Game Theory Approaches for Evaluating the Deception-based Moving Target Defense

Abstract

Moving target defense (MTD) is a proactive defensive mechanism proposed to disrupt and disable potential attacks, thus reversing the defender's disadvantages. Cyber deception is a complementary technique that is often used to enhance MTD by utilizing misinformation to deceive and mislead attackers. Deception elements, such as honeypot, honey bait, honey token, breadcrumb, and well-constructed deception scenes, can significantly increase the uncertainties for attackers. Deception-based MTD techniques can change the asymmetry situation between defenders and attackers through affecting the attacker's perception of the system.
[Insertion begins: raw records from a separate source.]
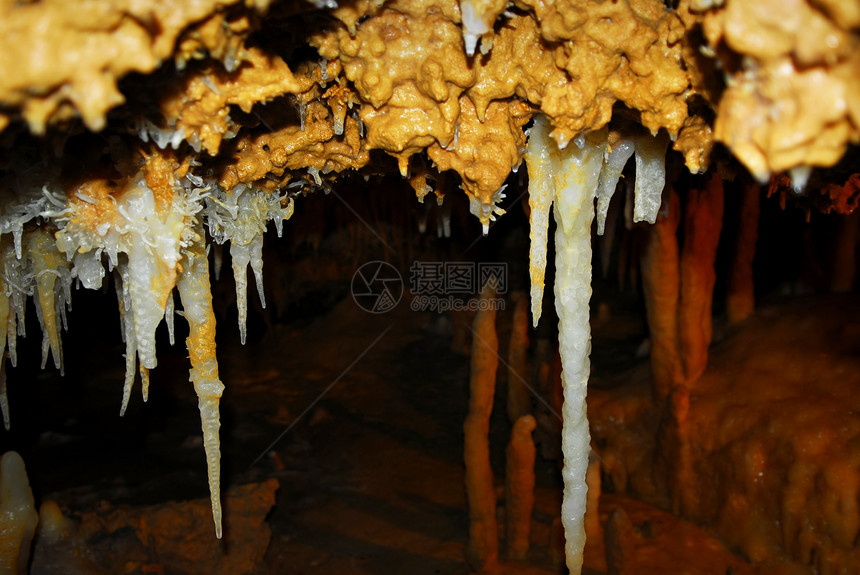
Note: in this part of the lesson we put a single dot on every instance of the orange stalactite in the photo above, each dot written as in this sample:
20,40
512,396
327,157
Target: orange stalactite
519,487
519,396
482,550
703,221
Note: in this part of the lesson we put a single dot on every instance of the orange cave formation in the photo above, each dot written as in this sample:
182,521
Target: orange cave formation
431,383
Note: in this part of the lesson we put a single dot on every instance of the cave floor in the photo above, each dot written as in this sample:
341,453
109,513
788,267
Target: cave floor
365,412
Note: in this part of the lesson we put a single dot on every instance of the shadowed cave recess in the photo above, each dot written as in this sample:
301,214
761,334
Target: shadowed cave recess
534,287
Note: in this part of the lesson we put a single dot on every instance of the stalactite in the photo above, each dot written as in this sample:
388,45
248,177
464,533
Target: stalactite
740,300
574,211
519,396
661,287
616,159
703,221
519,487
845,257
540,164
650,176
48,267
593,528
196,296
122,286
482,550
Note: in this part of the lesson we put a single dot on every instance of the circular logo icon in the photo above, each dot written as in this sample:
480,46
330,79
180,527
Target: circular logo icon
377,287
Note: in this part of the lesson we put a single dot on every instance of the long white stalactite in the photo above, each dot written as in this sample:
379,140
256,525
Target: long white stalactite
571,179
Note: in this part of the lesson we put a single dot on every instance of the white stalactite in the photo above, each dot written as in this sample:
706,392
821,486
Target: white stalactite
574,212
541,164
196,296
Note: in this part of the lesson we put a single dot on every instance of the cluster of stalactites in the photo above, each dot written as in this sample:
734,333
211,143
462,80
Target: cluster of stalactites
148,232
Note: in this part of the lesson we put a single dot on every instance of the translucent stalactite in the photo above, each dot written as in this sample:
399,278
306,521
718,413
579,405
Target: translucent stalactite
569,177
48,267
616,159
196,296
540,163
574,211
650,176
125,313
152,244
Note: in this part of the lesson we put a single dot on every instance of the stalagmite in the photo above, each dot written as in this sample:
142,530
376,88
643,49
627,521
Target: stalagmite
18,518
740,299
650,176
703,221
482,551
519,487
196,296
845,257
519,396
616,159
48,267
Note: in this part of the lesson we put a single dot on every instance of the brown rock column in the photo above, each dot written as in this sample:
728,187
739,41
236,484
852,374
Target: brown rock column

However, there is still a lack of understanding about the role of cyber deception in MTD, and few research works have evaluated the effectiveness of cyber deception. In this paper, we propose a concept of deception attack surface to illustrate deception-based moving target defense. Moreover, we propose a quantitative method to measure deception, which includes two core concepts: exposed falseness degree and hidden truth degree. We further formulate a deception game model between an attacker and a defender, in which the defender attempts to protect the entry points on the attack surface by creating or changing a deception attack surface. Furthermore, we provide a detailed example scenario and analyze the deception game's equilibrium. Finally We verify the effectiveness of our proposed method through a real attack and defense experiment.